A loud groan escaped his blanched lips, and he drew the frightened horse swiftly back upon its haunches that he might spring out to go to her assistance.

But the spirited animal, frightened out of all reason by Berry’s leap, and his master’s wild cry of alarm, now spurned control, and darted forward at headlong speed, dragging the lines from Bonair’s hands, so that the light trap rocked so wildly from side to side he could barely keep his seat by clinging to the edges.

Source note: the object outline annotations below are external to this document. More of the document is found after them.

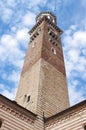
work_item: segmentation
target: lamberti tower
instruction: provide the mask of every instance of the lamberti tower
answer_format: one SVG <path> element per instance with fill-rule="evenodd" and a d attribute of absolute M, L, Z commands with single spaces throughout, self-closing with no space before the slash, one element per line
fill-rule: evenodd
<path fill-rule="evenodd" d="M 29 34 L 16 101 L 33 113 L 50 117 L 69 107 L 62 30 L 52 13 L 42 12 Z"/>

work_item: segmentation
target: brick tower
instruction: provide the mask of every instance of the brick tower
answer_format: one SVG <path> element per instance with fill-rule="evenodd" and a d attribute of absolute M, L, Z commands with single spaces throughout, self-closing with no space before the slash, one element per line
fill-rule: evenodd
<path fill-rule="evenodd" d="M 38 115 L 50 117 L 69 107 L 62 30 L 52 13 L 42 12 L 29 33 L 16 101 Z"/>

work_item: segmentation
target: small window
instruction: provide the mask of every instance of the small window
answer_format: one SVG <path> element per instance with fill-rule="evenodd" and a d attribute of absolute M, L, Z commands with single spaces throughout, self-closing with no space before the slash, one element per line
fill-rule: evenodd
<path fill-rule="evenodd" d="M 29 102 L 29 101 L 30 101 L 30 96 L 27 97 L 27 102 Z"/>
<path fill-rule="evenodd" d="M 84 130 L 86 130 L 86 125 L 84 126 Z"/>
<path fill-rule="evenodd" d="M 51 51 L 53 52 L 54 55 L 56 55 L 56 49 L 51 48 Z"/>
<path fill-rule="evenodd" d="M 2 126 L 2 121 L 0 120 L 0 128 L 1 128 L 1 126 Z"/>
<path fill-rule="evenodd" d="M 28 103 L 30 101 L 30 97 L 31 96 L 29 94 L 26 94 L 25 98 L 24 98 L 24 101 Z"/>

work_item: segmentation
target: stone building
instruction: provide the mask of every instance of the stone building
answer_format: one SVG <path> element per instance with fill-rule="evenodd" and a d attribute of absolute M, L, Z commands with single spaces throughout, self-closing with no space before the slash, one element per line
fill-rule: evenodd
<path fill-rule="evenodd" d="M 56 17 L 40 13 L 29 34 L 16 99 L 0 95 L 0 130 L 86 130 L 86 101 L 69 105 Z"/>

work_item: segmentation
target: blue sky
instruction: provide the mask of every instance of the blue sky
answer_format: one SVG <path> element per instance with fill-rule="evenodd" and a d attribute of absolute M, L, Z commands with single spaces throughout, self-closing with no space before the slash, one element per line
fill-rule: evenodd
<path fill-rule="evenodd" d="M 86 0 L 0 0 L 0 93 L 15 99 L 29 34 L 41 11 L 64 31 L 62 45 L 70 104 L 86 99 Z"/>

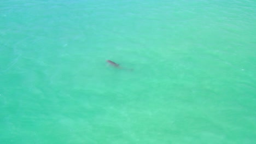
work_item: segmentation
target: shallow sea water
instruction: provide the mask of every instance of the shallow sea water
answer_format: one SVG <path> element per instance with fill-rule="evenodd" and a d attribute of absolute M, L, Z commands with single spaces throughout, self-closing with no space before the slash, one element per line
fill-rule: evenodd
<path fill-rule="evenodd" d="M 255 142 L 254 1 L 1 3 L 0 143 Z"/>

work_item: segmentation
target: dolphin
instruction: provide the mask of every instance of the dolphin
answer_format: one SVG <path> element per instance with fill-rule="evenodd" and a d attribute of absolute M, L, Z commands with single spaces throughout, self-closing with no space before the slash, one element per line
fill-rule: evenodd
<path fill-rule="evenodd" d="M 107 60 L 106 62 L 109 63 L 110 65 L 117 68 L 119 68 L 119 69 L 126 69 L 129 70 L 133 70 L 133 69 L 126 69 L 126 68 L 124 68 L 123 67 L 120 67 L 119 64 L 117 64 L 113 61 L 111 61 L 110 60 Z"/>

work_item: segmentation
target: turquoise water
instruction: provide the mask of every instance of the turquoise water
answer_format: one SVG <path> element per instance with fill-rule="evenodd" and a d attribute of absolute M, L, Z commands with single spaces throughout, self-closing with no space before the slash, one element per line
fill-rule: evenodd
<path fill-rule="evenodd" d="M 0 143 L 256 142 L 255 1 L 55 1 L 1 2 Z"/>

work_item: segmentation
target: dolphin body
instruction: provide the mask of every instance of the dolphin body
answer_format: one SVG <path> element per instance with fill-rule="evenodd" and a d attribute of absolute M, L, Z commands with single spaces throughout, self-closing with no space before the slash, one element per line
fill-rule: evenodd
<path fill-rule="evenodd" d="M 110 64 L 112 66 L 120 68 L 119 64 L 117 64 L 113 61 L 111 61 L 110 60 L 107 60 L 107 62 Z"/>
<path fill-rule="evenodd" d="M 119 66 L 119 64 L 117 64 L 113 61 L 111 61 L 110 60 L 107 60 L 106 61 L 108 63 L 109 63 L 110 65 L 117 68 L 119 68 L 119 69 L 126 69 L 126 70 L 133 70 L 133 69 L 126 69 L 126 68 L 124 68 Z"/>

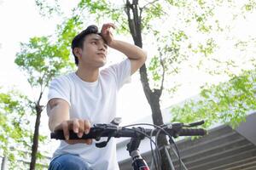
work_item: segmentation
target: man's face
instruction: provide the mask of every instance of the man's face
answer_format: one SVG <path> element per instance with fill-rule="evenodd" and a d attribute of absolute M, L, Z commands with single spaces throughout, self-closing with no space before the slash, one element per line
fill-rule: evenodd
<path fill-rule="evenodd" d="M 84 41 L 79 65 L 102 67 L 107 62 L 108 45 L 97 34 L 89 34 Z"/>

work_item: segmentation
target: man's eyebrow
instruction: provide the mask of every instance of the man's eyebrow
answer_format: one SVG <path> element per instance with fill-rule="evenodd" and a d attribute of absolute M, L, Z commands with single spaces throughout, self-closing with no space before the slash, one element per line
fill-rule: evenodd
<path fill-rule="evenodd" d="M 106 42 L 101 37 L 93 37 L 93 38 L 90 39 L 90 41 L 97 41 L 97 42 L 99 42 L 101 40 L 103 42 L 104 44 L 107 45 Z"/>

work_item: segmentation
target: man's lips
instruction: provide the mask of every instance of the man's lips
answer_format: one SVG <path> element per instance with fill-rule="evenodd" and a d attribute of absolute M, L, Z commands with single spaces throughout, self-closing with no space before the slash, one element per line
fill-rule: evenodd
<path fill-rule="evenodd" d="M 105 55 L 105 54 L 102 54 L 102 53 L 99 53 L 99 54 L 97 54 L 98 55 L 103 55 L 104 56 L 104 58 L 106 58 L 106 55 Z"/>

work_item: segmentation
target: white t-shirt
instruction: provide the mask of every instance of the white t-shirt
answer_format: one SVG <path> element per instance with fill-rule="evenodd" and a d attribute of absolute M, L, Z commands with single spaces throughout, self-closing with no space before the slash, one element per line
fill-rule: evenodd
<path fill-rule="evenodd" d="M 87 119 L 91 124 L 109 123 L 116 116 L 118 90 L 131 78 L 131 62 L 125 60 L 100 71 L 96 82 L 88 82 L 74 72 L 54 79 L 49 89 L 48 99 L 65 99 L 70 105 L 70 118 Z M 93 170 L 119 170 L 116 159 L 115 139 L 111 139 L 104 148 L 97 148 L 96 142 L 68 144 L 61 140 L 53 157 L 70 153 L 79 155 Z"/>

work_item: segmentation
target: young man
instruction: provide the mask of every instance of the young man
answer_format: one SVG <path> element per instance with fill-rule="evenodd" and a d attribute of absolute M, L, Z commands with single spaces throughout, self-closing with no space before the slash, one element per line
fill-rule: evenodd
<path fill-rule="evenodd" d="M 91 124 L 109 123 L 116 116 L 117 92 L 145 63 L 146 54 L 137 46 L 115 40 L 111 27 L 115 26 L 104 24 L 99 33 L 96 26 L 90 26 L 77 35 L 72 50 L 78 70 L 50 83 L 49 127 L 51 132 L 62 129 L 66 140 L 61 141 L 49 169 L 119 169 L 114 139 L 104 148 L 96 148 L 91 139 L 68 139 L 68 130 L 81 138 Z M 107 62 L 108 46 L 128 59 L 100 71 Z"/>

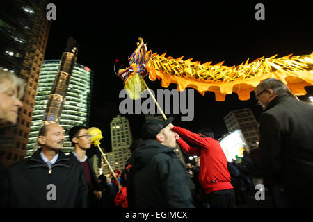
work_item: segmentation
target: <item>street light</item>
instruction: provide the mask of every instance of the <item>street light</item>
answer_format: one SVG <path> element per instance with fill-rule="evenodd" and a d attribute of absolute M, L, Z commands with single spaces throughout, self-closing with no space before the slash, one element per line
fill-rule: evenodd
<path fill-rule="evenodd" d="M 313 96 L 309 96 L 309 99 L 310 100 L 311 103 L 313 103 Z"/>

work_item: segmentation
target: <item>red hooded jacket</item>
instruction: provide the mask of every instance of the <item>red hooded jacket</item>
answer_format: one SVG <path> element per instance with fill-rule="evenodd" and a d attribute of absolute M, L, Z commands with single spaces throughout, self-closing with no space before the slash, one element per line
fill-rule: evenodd
<path fill-rule="evenodd" d="M 200 157 L 199 182 L 206 194 L 234 188 L 230 183 L 226 156 L 217 140 L 177 126 L 173 130 L 179 135 L 177 142 L 186 153 Z M 182 138 L 197 146 L 191 147 Z"/>
<path fill-rule="evenodd" d="M 116 205 L 122 205 L 122 208 L 128 208 L 127 192 L 126 186 L 122 187 L 116 194 L 114 199 Z"/>

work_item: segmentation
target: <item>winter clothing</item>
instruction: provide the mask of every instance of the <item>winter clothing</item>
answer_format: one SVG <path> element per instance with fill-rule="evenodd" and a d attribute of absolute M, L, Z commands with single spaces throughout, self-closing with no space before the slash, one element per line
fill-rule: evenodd
<path fill-rule="evenodd" d="M 313 106 L 282 94 L 259 118 L 260 162 L 291 206 L 313 206 Z"/>
<path fill-rule="evenodd" d="M 129 207 L 193 207 L 190 176 L 172 148 L 153 139 L 134 151 L 127 174 Z"/>
<path fill-rule="evenodd" d="M 81 165 L 60 151 L 49 169 L 40 152 L 8 167 L 10 207 L 86 207 L 88 187 Z"/>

He felt himself rushing to instant death, and in his horror over Berry’s fate, he did not greatly care, though the instinct of self-preservation made him shout aloud while he clung desperately to the swaying vehicle that, after a mile or so of this tremendous rush, became shattered into pieces, mercifully enough for him, because he suddenly fell through the wreck to the ground, miraculously unharmed. The maddened horse still rushed forward with furious leaps, trying to rid himself of the fettering shafts that clung and hindered his flight.

He lay prostrate in the dust several moments, bruised, battered, and shaken, but, luckily, with no bones broken, so that presently he stood upright again, the only living thing in sight upon the lonesome road.

The moon and stars shone down upon him coldly, and the night winds seemed to reproach him in subtle whispers.

“Where is she, the girl who trusted you, whose tender faith you shattered with your reckless words?” it seemed to say.

With a groan he looked backward, then retraced his steps with difficulty, he was so shaken up from the shock and the fall.

But he knew that he must find her, dead or alive, must restore her to her home, for which she had pleaded pitifully.